MMI focuses on merging some terms between ontologies, and mapping other terms across ontologies, but not on merging all ontologies together into one global source. If we can provide search engines with enough information of how separate vocabularies are related to each other, we eliminate the need for a single definitive source.
CTD Data Merging
On Wednesday, Cyndy gave a talk on merging CTD data (back) together to provide scientists with a convenient way to retrieve data with a single integrated search rather than multiple brute searches. She stressed the importance for scientists to capture metadata in addition to data in aiding the integration process. The problem with scientists is they tend to ignore capturing the metadata because they already remember everything for themselves. The task is tedious and feels like an unnecessary waste of time. Unfortunately, it becomes more difficult to refer to data in the future without its proper metadata. This includes physical variables such as date, time, and location, but should also include more granular information such as cruise event, ctd cast, and bottle number.

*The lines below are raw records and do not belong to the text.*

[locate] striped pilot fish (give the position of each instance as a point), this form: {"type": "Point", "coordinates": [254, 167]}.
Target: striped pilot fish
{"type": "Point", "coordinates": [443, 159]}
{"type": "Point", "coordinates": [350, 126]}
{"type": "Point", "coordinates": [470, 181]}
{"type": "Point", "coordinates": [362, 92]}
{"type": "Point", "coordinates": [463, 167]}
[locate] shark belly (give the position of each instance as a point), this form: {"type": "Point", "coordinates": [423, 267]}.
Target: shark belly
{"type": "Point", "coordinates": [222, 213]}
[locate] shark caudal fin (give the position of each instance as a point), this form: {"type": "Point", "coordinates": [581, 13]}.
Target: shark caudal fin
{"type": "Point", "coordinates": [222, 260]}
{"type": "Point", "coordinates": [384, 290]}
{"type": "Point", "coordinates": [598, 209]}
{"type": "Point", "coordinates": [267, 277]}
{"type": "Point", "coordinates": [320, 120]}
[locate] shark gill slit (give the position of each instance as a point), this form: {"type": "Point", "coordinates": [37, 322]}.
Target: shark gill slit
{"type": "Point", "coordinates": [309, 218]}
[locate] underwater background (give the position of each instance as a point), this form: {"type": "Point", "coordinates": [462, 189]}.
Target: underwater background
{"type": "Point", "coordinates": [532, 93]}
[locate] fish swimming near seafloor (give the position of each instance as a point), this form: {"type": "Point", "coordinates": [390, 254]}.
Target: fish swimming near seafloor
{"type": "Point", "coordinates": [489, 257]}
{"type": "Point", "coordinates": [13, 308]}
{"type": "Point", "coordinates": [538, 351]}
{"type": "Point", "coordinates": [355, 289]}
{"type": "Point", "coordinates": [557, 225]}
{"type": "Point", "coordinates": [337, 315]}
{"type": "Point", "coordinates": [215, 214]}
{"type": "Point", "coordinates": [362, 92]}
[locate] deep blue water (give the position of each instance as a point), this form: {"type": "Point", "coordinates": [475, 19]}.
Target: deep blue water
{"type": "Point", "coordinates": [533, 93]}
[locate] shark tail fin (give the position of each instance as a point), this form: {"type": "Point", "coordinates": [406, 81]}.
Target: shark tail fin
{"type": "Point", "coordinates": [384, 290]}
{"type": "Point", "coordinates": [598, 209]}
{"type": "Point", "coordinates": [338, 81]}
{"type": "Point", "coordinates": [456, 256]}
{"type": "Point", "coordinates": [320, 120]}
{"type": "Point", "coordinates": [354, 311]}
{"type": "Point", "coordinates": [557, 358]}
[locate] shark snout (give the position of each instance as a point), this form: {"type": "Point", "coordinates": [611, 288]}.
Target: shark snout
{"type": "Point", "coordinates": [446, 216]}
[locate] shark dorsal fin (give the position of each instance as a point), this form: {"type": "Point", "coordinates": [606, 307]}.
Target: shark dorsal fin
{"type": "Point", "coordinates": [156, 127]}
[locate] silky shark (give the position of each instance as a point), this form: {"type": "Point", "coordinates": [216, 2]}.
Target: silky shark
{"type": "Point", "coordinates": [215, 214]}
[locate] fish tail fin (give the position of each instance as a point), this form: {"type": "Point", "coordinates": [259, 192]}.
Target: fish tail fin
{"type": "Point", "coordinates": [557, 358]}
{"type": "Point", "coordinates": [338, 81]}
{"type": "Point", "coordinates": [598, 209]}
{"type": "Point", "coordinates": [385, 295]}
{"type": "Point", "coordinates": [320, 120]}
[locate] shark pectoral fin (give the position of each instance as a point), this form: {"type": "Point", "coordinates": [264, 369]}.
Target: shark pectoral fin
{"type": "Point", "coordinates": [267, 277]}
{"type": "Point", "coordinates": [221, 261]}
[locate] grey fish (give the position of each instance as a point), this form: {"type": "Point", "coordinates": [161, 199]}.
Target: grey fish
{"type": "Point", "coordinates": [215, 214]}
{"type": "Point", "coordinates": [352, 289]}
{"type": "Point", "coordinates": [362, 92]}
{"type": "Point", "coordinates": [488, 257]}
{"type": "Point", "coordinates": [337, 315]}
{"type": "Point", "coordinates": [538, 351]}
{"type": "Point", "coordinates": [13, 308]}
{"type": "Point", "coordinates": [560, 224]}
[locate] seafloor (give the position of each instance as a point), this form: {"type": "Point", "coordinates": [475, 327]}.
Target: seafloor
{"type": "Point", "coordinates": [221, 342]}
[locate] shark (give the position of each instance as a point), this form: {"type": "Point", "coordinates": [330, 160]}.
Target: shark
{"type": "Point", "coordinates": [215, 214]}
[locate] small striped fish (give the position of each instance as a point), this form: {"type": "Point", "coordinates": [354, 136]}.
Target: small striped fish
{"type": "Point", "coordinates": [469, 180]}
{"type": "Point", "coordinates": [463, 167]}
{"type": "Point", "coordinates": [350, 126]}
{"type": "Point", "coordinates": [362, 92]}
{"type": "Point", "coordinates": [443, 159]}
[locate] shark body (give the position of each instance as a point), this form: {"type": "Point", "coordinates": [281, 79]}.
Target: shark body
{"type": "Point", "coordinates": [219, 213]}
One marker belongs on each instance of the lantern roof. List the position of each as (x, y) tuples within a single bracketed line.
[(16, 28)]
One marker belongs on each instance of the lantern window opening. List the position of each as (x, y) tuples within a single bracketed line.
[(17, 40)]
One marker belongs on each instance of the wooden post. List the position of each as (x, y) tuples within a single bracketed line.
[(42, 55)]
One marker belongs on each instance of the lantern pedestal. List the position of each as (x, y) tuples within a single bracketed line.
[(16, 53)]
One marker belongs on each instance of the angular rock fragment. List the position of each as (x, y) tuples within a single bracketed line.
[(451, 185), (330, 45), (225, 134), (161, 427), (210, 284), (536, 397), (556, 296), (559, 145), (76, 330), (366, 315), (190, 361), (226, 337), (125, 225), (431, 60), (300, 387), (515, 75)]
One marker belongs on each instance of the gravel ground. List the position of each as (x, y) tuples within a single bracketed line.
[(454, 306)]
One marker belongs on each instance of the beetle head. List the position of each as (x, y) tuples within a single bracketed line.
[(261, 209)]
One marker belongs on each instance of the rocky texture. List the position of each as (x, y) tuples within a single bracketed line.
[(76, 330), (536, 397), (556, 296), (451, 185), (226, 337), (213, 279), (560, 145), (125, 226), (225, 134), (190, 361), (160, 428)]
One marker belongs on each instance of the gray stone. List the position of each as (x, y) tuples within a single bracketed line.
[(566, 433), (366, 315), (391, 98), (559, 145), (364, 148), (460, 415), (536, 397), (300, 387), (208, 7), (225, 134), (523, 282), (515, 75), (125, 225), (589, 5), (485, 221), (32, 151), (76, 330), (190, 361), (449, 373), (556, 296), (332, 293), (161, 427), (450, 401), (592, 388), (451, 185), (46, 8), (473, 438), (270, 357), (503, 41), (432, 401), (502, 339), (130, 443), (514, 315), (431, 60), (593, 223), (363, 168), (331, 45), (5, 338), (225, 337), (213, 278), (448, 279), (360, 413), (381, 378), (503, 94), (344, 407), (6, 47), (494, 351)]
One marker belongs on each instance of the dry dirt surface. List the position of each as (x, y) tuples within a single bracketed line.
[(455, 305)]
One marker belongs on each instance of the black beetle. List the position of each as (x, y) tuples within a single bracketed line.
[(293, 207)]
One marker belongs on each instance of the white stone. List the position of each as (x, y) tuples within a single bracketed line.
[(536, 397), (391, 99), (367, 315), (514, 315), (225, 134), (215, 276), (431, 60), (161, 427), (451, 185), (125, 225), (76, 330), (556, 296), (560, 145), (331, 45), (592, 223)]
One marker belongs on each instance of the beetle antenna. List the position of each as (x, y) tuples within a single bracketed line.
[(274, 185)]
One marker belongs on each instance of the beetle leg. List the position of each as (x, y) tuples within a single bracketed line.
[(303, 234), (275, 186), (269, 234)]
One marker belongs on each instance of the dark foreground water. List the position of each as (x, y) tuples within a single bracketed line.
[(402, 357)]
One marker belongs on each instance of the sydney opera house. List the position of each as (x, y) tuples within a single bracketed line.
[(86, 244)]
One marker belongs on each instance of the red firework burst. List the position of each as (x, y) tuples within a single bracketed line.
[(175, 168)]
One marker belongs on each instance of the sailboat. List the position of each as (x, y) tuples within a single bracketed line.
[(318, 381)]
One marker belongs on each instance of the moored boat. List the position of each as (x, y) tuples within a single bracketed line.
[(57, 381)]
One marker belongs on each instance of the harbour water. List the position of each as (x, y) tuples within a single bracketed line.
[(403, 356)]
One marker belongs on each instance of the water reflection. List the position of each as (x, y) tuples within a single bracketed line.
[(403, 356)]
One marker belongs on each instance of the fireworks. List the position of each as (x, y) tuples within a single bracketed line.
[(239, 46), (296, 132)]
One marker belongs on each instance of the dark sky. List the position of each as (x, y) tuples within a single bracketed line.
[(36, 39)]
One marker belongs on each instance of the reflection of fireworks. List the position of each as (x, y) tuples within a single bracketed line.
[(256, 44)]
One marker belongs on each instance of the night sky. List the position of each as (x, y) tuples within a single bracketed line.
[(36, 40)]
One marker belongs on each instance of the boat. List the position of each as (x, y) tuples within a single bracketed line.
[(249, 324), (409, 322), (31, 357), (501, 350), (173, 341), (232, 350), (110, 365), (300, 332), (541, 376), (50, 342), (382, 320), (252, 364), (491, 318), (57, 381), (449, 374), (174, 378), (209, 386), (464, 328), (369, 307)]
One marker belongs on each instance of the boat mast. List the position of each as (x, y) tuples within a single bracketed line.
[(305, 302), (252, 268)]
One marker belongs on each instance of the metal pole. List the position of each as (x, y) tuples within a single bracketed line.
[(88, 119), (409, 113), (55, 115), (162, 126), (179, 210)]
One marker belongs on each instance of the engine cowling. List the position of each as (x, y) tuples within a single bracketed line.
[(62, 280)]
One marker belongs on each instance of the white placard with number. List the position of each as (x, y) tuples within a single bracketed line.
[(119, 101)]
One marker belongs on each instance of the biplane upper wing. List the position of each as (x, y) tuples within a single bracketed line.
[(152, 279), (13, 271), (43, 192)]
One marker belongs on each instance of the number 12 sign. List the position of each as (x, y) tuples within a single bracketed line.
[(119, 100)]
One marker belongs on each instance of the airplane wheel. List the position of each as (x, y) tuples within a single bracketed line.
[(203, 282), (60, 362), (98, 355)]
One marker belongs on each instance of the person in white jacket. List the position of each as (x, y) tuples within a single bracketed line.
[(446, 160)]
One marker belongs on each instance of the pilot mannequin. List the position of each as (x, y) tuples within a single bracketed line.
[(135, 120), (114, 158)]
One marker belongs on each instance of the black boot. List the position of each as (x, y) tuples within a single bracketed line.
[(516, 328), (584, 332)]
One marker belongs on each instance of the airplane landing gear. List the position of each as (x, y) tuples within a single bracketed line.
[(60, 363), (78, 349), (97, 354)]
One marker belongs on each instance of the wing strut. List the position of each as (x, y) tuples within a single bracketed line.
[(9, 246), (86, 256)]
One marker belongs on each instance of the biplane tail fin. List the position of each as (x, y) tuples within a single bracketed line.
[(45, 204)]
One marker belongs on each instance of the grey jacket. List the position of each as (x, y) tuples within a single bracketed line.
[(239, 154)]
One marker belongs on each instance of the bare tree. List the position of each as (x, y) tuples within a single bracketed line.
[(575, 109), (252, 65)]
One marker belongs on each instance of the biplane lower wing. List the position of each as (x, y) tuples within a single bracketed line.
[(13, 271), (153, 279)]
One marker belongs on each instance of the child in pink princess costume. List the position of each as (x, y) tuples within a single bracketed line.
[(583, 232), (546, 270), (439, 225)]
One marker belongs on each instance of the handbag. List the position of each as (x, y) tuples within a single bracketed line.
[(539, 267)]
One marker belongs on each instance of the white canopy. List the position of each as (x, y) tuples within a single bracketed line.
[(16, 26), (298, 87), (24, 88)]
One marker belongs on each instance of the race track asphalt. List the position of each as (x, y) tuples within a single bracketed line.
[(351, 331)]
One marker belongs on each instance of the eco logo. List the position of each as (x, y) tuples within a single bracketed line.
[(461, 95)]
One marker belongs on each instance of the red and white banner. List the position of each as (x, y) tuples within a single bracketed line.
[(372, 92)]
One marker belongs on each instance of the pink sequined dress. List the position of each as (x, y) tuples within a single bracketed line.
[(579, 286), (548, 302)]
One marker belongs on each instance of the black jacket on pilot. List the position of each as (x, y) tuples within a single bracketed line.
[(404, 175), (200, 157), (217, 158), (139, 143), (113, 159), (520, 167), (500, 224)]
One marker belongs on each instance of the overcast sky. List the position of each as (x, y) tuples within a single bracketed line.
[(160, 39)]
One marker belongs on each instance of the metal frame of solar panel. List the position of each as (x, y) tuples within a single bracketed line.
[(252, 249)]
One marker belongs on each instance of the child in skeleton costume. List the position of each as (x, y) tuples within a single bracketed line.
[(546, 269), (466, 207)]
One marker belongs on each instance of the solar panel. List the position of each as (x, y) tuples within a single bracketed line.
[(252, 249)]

Roy Lowry made a comment of how “nightmareish” it is to splice datasets together keying off of depths, particularly when some scientists adjust depth values in their datasets to correct for offsets while others may leave their depth values unchanged. It would be much easier if all scientists recorded the bottle number for each ctd cast.
Mon 15 Aug 2005
I attended the Marine Metadata Interoperability Project workshop in Boulder, CO last week. The MMI Project has long-term goals that include merging scientific data together from various sources to ease data querying using keywords across separate ontologies. Currently there exists many datasets, each with their own set of vocabularly words (for attributes, units, etc). Searching for data in one dataset may require different vocabularly keywords than those searched in a second dataset. It is a limitation for the user to not realize all possible keywords when performing a data search. MMI aims to alleviate this problem by mapping and merging like terms spanning various ontologies, ultimately providing more power to search engines by recognizing relationships between ontologies and returning more results.
We were separated in different domain groups for the workshop:
- CTD
- Waves and Currents
- Chlorophyll
- Sensors
- Benthic Habitat
- PaCOOS
Each team mapped terms across ontologies that were specific to that team’s domain. The three basic relations used in the mapping process were ’sameAs’, ‘narrowerThan’, and ‘broaderThan’. All of the ontology and mapping files are stored as OWL documents, and the mapping files were made available online at the end of the workshop. This initiative is a hopeful stepping stone for future mapping work and crosswalks between ontologies.
Fri 12 Aug 2005
I decided I want to try using a blog again to help keep notes and capture ideas. I found WordPress (from Ethan’s blackrimglasses.com) and it’s a very nice open-source project. I like this better than Blogger because it uses categories (which Blogger lacks!) to organize posts, and also works as a stand-alone app (no need to go through a 3rd-party’s server).
I’m not going to worry about defining categories now. They can be created over time. For this post, I created the “Tools” category. Posts under this category may involve discussions about various technologies used in our Ocean Informatics environment.